Rosacea is a multiphasic disease characterized by persistent telangiectasia (which may be the principal or only manifestation) and papulopustules of the central face. Comedones and scarring, as observed in acne vulgaris, are notably absent. Episodes of erythema may be triggered by heat, sunlight, alcohol, or hot beverages; the skin may also be sensitive to cosmetic products. Photodamage frequently coexists with rosacea.

Eye involvement of varying severity is common. Eye symptoms include soreness, grittiness, burning, and lacrimation. Blepharitis and conjunctival hyperemia are the most common manifestations, but iritis, episcleritis, superficial punctate keratitis, corneal neovascularization, scarring, thinning, and corneal perforation may also occur.

Rhinophyma, a bulbous hypertrophy of the nose that usually affects men, occasionally manifests at the end-stage of the disease.

Not all patients progress through the multiple phases or experience the many manifestations of rosacea.

Treatment

Patients should avoid situations that trigger flushing and vasodilation and should use sun protection.

Mild to moderate disease may be treated with topical antibiotics. Metronidazole gel or cream decreases papules but does not significantly alter telangiectasia or erythema. Ketoconazole cream can also be used. Topical erythromycin, clindamycin, and sulfacetamide/sulfur are also effective. Some authorities recommend eliminating D. folliculorum mites with crotamiton or lindane cream, especially in resistant cases.

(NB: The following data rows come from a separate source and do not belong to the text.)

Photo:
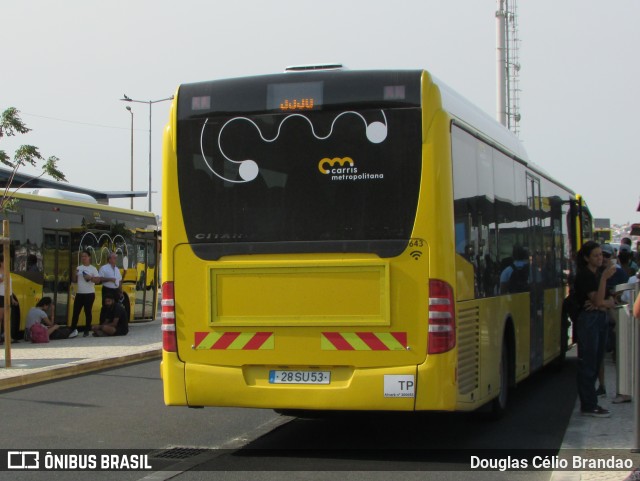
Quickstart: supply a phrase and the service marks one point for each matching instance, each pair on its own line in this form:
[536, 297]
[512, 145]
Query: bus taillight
[168, 318]
[442, 318]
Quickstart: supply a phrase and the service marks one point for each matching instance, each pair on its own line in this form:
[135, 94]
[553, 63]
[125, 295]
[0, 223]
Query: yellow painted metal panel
[353, 293]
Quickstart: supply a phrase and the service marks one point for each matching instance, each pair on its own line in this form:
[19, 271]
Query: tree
[10, 125]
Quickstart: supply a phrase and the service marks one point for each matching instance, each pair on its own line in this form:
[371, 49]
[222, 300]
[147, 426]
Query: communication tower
[508, 68]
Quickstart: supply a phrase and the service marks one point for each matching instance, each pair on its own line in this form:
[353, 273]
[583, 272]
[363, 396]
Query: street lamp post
[131, 112]
[150, 102]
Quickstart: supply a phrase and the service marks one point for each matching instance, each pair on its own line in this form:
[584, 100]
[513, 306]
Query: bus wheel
[499, 404]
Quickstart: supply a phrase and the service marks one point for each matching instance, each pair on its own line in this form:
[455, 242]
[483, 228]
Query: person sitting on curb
[43, 314]
[113, 319]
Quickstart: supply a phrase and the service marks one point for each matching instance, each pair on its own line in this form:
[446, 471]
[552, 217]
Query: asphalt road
[123, 409]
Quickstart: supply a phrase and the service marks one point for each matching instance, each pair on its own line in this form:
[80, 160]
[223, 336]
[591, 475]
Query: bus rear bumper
[172, 374]
[385, 389]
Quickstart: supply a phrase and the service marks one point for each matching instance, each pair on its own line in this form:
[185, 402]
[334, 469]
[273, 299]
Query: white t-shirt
[111, 272]
[86, 287]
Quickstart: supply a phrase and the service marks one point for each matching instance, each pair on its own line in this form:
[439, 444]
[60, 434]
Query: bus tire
[499, 404]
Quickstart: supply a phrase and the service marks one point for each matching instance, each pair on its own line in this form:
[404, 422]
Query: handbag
[39, 334]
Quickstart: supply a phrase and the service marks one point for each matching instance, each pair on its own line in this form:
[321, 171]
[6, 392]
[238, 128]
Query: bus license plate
[299, 377]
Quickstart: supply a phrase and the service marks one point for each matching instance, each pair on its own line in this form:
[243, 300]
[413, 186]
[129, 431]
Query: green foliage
[10, 125]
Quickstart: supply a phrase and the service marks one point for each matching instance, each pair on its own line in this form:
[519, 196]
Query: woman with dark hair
[591, 294]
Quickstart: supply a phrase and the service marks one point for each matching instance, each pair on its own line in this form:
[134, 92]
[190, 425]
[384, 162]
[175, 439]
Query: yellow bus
[342, 240]
[49, 229]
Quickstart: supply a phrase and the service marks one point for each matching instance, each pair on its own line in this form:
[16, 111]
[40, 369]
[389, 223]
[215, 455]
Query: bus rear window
[339, 179]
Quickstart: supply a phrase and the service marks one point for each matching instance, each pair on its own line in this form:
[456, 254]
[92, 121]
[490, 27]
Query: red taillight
[168, 318]
[442, 317]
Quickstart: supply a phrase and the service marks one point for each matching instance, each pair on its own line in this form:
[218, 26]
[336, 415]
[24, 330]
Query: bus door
[56, 264]
[146, 281]
[536, 251]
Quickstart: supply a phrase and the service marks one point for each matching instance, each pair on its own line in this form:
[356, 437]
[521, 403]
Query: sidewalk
[595, 434]
[33, 363]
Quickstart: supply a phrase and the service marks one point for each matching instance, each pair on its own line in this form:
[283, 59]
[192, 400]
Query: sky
[66, 65]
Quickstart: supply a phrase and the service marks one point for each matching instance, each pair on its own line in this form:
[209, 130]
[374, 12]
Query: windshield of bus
[307, 162]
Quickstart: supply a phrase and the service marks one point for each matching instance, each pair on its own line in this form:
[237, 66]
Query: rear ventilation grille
[179, 453]
[468, 349]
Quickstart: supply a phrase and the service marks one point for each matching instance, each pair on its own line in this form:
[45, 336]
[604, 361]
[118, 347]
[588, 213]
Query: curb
[77, 368]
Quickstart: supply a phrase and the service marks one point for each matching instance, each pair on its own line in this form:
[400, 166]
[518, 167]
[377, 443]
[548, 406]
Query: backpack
[519, 279]
[61, 333]
[39, 334]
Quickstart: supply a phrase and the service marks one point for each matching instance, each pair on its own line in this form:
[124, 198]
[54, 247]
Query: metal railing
[628, 353]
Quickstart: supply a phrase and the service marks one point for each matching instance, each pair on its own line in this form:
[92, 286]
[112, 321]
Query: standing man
[86, 275]
[111, 278]
[113, 319]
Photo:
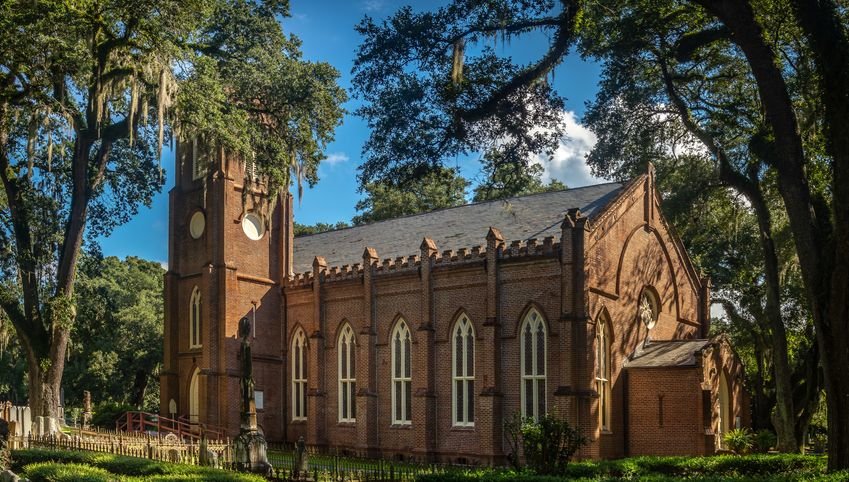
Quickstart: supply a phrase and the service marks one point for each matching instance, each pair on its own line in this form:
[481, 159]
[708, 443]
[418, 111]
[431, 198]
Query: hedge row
[62, 465]
[716, 468]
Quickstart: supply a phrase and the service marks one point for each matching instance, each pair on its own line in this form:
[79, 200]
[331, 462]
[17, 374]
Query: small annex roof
[672, 353]
[518, 218]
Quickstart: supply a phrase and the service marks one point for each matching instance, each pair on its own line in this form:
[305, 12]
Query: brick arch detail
[456, 318]
[338, 332]
[532, 305]
[387, 334]
[668, 258]
[291, 337]
[603, 312]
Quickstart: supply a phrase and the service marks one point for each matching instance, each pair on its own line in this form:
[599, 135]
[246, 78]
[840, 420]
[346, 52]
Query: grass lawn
[40, 465]
[714, 468]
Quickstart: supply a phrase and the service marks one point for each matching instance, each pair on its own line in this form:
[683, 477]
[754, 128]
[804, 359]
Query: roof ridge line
[463, 206]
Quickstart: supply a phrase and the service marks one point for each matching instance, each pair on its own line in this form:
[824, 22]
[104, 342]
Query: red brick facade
[598, 266]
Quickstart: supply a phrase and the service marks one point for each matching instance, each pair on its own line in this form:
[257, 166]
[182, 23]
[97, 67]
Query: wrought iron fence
[323, 466]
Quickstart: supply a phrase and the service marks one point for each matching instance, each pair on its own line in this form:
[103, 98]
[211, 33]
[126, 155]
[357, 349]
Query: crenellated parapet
[517, 249]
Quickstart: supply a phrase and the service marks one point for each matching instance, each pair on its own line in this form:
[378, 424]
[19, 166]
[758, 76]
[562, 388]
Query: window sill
[462, 428]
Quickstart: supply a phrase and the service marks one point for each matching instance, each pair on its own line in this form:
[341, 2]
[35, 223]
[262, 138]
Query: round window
[253, 226]
[197, 224]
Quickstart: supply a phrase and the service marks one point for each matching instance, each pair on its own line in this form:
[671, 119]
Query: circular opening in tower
[197, 224]
[253, 226]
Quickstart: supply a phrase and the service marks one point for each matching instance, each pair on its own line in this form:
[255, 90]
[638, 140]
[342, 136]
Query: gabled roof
[672, 353]
[518, 218]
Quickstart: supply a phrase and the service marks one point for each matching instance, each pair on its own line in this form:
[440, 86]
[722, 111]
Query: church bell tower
[229, 248]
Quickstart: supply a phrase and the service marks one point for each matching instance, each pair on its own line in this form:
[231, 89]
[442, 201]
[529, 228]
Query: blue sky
[326, 28]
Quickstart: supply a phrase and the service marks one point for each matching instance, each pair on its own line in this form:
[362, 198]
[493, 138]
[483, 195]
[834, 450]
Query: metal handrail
[146, 421]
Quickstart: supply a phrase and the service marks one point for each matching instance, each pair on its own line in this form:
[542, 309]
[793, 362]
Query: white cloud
[568, 163]
[336, 158]
[373, 5]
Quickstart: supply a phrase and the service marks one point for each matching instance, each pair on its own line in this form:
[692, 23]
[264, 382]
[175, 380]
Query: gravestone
[250, 446]
[86, 409]
[302, 468]
[4, 443]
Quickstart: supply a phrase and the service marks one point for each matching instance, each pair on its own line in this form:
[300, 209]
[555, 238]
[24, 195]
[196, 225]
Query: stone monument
[86, 409]
[251, 446]
[302, 469]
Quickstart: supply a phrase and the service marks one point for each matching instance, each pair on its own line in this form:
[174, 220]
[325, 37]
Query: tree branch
[559, 48]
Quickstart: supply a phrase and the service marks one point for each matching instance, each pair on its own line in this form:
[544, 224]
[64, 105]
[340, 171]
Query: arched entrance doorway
[724, 410]
[194, 397]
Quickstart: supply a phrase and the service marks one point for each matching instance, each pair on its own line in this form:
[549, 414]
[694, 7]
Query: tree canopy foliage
[90, 92]
[435, 87]
[443, 188]
[116, 347]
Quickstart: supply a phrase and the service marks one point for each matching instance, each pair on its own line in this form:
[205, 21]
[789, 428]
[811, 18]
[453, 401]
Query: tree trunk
[140, 383]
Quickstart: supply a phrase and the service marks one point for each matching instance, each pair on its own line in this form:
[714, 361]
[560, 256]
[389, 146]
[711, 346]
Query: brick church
[417, 337]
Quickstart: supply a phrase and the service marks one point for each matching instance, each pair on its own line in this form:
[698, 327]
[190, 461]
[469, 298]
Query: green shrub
[738, 440]
[106, 413]
[548, 443]
[764, 440]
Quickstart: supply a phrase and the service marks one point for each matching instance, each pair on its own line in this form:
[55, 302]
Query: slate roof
[518, 218]
[672, 353]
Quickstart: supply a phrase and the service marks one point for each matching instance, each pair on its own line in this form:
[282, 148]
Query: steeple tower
[229, 248]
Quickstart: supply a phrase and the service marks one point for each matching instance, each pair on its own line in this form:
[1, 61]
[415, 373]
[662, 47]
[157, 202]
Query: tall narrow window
[463, 373]
[602, 375]
[533, 343]
[194, 319]
[347, 375]
[402, 388]
[299, 376]
[194, 397]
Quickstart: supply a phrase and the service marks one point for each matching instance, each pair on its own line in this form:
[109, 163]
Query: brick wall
[596, 266]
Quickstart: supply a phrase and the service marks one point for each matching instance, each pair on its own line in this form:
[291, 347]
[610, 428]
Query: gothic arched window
[533, 346]
[299, 376]
[402, 388]
[194, 319]
[463, 373]
[346, 347]
[602, 376]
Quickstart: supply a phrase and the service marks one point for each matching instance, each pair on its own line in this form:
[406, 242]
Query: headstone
[40, 426]
[4, 443]
[86, 409]
[9, 476]
[250, 446]
[301, 458]
[26, 421]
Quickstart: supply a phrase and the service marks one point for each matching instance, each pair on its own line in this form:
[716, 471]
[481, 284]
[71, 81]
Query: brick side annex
[419, 336]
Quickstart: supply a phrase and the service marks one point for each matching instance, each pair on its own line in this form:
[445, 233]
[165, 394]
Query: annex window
[194, 319]
[299, 376]
[463, 373]
[402, 388]
[602, 375]
[533, 346]
[346, 347]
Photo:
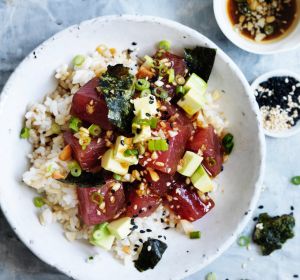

More severe inflammatory disease, including eye involvement, is treated with an oral antibiotic, initially at doses similar to those for acne vulgaris. First-line oral antibiotics include tetracycline 500 mg po bid, doxycycline 100 mg po bid, and minocycline 100 mg po bid, which are continued for >= 1 month. Response is usually dramatic. Lower antibiotic doses may also be effective. Second-line oral antibiotics include erythromycin and metronidazole. After control is achieved, the dose is tapered to the smallest effective dose. Many patients require oral maintenance treatment or intermittent courses, each lasting weeks to months. Topical treatment may be given concurrently. Recalcitrant disease can be treated with isotretinoin: the dose ranges from that used to treat acne vulgaris (0.5 to 1 mg/kg/day po in 2 divided doses for 4 to 5 months) to a low dose (0.1 to 0.2 mg/kg/day) to a mini-dose (2.5 to 5.0 mg/day).

Telangiectasia usually responds to pulsed dye laser therapy, a simple outpatient procedure that is widely available. Alternatively, electrocautery may be used.